How I Met My Dog

The “Look” of Love

Before You Teach Your Dog Anything Else — Teach Him/Her ‘Look’

We all know how difficult it can be when trying to get the attention of someone who is focusing on a cell phone.  Well it’s not that different when trying to get your own dog to pay attention to you when they’re focused on something across the room or outside the window. Teaching your dog the “look” command will lay the groundwork for all subsequent training. This simple cue not only fosters a bond between you and your dog it’s also amazingly helpful when dealing with life’s countless distractions.  Once your dog has a reliable “look” cue, you can prevent all kinds of unwanted behaviors and instead have a dog that’s focused on you and the task ahead.

What You Need

  • Super-yummy dog treats like these, these or these
  • A quiet and controlled environment to practice

“Look” Training Tips

  1. Start by holding the dog treat (with your right hand) briefly under your dogs nose - just long enough so he/she smells the treat and knows you have food in your hand.
  2. Take the treat up and hold it right next to your right eye. (How you hold the treat will also become your hand signal).*
  3. As soon as the dog looks at you, tell him, “good look!” and give the treat. The first few times, your dog need only hold your gaze for a fraction of a second.
  4. Repeat these steps a few times and take a break.
  5. Eventually build upon this so your dog is looking at you for at least a full second, while repeating “good look” before giving the treat
  6. After several repetitions practice giving the cue and sweep your hand up next to your eye without the treat in your hand.

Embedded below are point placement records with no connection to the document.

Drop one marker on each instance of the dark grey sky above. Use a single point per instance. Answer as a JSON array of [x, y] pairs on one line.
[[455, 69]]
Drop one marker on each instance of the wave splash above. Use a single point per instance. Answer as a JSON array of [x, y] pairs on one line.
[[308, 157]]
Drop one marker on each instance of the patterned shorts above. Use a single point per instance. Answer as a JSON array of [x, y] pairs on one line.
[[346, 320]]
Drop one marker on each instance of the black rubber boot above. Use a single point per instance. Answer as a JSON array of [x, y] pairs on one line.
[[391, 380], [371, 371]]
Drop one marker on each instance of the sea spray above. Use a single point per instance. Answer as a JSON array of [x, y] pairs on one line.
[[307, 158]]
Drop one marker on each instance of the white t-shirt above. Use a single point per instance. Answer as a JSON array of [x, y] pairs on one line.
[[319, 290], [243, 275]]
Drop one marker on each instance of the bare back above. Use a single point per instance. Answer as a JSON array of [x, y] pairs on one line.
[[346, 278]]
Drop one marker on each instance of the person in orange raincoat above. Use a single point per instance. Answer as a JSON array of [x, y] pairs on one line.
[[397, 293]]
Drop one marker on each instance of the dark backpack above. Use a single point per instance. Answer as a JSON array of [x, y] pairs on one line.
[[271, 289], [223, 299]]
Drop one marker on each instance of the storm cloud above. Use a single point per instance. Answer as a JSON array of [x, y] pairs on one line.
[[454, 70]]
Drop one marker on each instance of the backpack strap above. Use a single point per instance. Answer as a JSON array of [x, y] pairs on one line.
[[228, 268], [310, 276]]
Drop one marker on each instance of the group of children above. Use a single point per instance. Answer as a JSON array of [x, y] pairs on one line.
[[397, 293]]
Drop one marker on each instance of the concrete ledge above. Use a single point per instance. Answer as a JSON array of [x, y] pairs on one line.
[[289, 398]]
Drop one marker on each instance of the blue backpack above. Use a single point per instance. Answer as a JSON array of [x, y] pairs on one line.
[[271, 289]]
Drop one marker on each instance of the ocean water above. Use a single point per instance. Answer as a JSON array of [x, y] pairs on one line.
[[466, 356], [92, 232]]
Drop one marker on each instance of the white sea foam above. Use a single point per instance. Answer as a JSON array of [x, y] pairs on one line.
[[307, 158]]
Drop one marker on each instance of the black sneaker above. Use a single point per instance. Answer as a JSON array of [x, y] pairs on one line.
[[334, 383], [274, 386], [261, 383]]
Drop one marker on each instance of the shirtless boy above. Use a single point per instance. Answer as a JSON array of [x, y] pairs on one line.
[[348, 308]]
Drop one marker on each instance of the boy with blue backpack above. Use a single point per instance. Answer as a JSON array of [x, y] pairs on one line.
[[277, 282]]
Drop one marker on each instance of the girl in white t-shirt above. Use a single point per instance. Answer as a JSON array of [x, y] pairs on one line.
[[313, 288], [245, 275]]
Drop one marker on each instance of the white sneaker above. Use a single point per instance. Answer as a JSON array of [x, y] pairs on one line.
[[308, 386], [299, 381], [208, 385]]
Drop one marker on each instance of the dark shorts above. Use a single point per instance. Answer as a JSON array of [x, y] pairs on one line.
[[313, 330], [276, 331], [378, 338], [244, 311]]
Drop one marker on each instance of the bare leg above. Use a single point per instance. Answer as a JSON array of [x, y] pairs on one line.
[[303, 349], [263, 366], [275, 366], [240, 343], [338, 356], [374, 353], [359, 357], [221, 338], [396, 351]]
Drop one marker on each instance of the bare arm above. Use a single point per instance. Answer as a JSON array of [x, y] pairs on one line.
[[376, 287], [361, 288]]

Training sessions should be brief and fun – take breaks before either of you become frustrated. As your dog starts to understand the cue, you will give treats less and less. But don’t just stop giving treats. Look for situations where he excels when responding to the cue. For example, give treats for responding quickly and/or holding eye contact.

Once your dog performs consistently in a controlled environment, add in some distractions.  Practice with him outside or during your daily walks by throwing in a “look” every now and then to keep him on his toes. Remember to praise if he looks back, no matter how briefly.

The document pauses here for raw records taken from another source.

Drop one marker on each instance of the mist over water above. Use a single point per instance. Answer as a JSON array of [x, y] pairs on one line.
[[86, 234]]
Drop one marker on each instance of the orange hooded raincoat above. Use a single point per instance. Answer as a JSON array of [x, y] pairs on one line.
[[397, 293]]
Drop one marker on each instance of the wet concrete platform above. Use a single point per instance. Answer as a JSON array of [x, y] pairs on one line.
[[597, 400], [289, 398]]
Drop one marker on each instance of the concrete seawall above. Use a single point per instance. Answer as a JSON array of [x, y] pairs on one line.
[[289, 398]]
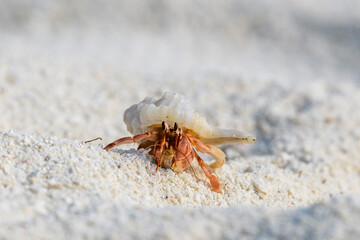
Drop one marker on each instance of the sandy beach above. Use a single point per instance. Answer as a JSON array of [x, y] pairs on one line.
[[285, 71]]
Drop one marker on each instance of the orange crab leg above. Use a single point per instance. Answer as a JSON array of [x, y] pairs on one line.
[[212, 150], [159, 149], [215, 184], [126, 140]]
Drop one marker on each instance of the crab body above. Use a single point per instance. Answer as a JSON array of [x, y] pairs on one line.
[[173, 147]]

You Have My Attention – Now What?

Once you can reliably get your dog’s attention with the “look” command, start to use it as a pre-curser to other simple commands like “sit” or “down.” Then stack the “look” with more fun activities like “look” - let’s go for a car ride,”  “ look” - let’s go for a walk,” “look” -“let’s play fetch”. These types of activities are like rewards for a successful “look.” In no time you will say “look,” and your dog will quickly spin his head toward you with ears perked – not wanting to miss out on an opportunity to please you and eager know what’s next. 

*If you’re left handed, hold the treat in your left hand and sweep it up next to your left eye.

Speak Easy

Before your dog learns how to speak English, the only language he/she is fluent in is dog. If you teach your dog just one command (e.g., “look”), you instantly share a language. The more commands you teach your dog, the more you can communicate with each other.